Nolan und Noctana gingen voran, Wyatt und Ophelia folgten ihnen.

Nolan war der einzige, der auch allein nicht in Gefahr gelaufen wäre, sich zu verlaufen.

Die anderen hatten so ihre Probleme mit den ineinander verzweigten Wegen des Kellers.

„Die Spielleiterin hat gesagt, dass du sie im Keller treffen sollst.", sagte Nolan, als sie fast den Ausgang erreicht hatten.

„Was?", fragte Noctana heiser. „Sicher? Was ist denn alles im Keller?"

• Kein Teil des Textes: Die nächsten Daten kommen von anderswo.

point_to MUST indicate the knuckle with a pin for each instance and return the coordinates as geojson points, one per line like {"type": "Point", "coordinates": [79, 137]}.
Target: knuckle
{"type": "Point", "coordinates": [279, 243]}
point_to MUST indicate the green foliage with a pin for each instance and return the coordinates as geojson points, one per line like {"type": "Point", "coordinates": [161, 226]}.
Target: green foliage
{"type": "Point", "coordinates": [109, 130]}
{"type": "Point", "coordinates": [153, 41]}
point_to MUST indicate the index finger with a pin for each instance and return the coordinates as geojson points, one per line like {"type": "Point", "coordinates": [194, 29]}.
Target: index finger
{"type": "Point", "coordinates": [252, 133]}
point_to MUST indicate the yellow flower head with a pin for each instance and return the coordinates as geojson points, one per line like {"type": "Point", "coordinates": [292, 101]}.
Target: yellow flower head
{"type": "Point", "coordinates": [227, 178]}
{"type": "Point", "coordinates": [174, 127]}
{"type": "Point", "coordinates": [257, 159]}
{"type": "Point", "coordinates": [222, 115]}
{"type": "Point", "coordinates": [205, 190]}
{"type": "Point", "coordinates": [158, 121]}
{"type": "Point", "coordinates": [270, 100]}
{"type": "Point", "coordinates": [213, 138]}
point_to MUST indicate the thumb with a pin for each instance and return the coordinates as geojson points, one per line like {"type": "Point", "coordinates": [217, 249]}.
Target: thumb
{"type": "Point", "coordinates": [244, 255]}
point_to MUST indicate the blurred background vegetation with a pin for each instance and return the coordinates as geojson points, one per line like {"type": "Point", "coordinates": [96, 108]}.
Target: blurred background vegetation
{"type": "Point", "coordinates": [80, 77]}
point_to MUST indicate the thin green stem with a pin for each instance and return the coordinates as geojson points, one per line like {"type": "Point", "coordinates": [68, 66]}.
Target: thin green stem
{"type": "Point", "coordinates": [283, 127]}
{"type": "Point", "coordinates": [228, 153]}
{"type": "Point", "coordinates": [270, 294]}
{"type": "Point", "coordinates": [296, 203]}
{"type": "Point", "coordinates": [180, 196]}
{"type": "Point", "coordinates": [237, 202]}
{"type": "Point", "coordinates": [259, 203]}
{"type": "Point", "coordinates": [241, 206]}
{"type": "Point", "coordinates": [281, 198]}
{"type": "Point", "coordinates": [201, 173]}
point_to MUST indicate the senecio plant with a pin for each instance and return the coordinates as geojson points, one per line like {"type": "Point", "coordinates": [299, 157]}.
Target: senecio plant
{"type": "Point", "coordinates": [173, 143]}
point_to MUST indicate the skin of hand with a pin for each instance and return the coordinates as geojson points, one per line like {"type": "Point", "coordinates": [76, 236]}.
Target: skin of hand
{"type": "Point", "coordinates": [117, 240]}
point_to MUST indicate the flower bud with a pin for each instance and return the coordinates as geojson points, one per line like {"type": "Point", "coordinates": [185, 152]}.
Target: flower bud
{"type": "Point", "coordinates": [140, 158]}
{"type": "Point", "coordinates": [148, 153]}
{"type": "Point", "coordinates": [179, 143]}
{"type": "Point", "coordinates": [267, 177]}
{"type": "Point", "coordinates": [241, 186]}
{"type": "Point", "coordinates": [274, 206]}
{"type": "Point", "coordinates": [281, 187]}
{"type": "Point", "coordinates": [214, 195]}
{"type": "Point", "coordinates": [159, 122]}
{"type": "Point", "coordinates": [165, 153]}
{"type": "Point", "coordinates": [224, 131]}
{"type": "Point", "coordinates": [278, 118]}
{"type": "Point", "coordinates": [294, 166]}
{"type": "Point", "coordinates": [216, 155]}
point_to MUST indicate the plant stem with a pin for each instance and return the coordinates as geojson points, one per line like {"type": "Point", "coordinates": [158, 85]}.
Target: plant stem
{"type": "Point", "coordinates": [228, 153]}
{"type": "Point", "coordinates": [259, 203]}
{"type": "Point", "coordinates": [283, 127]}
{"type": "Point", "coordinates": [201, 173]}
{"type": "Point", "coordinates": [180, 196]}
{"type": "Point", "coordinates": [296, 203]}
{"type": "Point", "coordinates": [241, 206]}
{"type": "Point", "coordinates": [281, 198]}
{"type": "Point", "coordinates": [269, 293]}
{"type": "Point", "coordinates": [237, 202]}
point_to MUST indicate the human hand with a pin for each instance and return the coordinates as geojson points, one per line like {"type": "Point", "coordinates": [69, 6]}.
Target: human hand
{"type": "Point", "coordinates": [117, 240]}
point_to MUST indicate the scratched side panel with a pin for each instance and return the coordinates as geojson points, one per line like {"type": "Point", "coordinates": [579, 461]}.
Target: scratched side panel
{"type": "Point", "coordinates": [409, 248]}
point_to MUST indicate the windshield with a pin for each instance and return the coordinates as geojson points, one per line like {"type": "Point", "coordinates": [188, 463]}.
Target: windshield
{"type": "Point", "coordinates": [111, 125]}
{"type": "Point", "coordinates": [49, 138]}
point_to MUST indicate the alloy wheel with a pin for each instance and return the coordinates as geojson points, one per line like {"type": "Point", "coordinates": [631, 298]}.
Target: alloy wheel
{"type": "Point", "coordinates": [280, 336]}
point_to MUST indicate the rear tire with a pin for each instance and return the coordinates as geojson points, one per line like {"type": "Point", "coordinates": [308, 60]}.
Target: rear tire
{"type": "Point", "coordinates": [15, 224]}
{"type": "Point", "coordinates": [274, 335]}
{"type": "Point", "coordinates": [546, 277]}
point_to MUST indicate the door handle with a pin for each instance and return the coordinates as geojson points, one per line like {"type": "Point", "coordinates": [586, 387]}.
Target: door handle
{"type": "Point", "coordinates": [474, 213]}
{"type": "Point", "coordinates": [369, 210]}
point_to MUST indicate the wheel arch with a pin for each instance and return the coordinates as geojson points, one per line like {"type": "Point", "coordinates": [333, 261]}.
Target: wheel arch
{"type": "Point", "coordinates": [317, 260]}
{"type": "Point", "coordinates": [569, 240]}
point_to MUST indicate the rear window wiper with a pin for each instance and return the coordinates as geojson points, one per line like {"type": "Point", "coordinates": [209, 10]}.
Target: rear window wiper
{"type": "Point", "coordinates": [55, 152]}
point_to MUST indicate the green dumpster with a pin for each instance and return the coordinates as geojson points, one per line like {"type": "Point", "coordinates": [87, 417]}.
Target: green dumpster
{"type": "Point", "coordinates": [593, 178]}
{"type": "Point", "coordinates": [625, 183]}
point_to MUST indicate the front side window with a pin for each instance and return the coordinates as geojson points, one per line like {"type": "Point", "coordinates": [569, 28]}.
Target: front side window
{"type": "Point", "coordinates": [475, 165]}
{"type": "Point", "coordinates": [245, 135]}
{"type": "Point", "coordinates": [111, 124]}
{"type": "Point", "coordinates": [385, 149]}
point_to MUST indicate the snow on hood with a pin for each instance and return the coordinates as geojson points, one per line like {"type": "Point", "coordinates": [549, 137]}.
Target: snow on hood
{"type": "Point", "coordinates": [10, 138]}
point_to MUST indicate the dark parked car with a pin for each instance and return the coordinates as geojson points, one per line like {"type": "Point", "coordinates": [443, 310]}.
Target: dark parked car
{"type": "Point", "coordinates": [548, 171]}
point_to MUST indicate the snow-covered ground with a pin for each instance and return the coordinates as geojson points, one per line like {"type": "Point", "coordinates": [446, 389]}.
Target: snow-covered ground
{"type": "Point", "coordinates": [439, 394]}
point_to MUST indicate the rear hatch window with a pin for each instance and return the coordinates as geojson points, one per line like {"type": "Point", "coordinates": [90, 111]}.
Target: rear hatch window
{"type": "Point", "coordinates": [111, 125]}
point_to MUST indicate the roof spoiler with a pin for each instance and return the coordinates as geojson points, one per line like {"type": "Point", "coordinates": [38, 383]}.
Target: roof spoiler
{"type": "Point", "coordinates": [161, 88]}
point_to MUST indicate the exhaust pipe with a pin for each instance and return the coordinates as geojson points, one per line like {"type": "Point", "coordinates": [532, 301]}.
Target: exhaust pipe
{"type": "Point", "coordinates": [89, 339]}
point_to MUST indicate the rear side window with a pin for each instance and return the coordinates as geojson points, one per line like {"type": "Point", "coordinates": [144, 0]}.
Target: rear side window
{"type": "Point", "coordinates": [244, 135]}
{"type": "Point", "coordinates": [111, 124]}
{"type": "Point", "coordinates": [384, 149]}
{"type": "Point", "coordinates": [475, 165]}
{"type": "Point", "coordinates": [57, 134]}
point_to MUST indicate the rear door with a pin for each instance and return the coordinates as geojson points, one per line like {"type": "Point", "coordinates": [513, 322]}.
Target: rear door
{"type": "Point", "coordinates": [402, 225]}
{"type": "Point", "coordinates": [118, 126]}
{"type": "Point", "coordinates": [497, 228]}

Ophelia und Wyatt warfen sich einen besorgten Blick zu, Ophelia antwortete schließlich: „Der Brunnen und so. Meistens geht es hier darum, zu flüchten."

„Oder es in einem engen Raum auszuhalten. So Durchhaltevermögen mäßig.", meinte Nolan.

Hinter der nächsten Ecke wartete die Spielleiterin auf sie, die knochigen Hände vor ihrem Bauch ineinander verschlungen.

„Ophelia, Wyatt.", sagte sie mit ihrem bekannten kühlen Lächeln. „Geht in eure Zimmer. Oh, Ophelia du hast ein Brot gefunden. Traust du dich auch, es zu essen?"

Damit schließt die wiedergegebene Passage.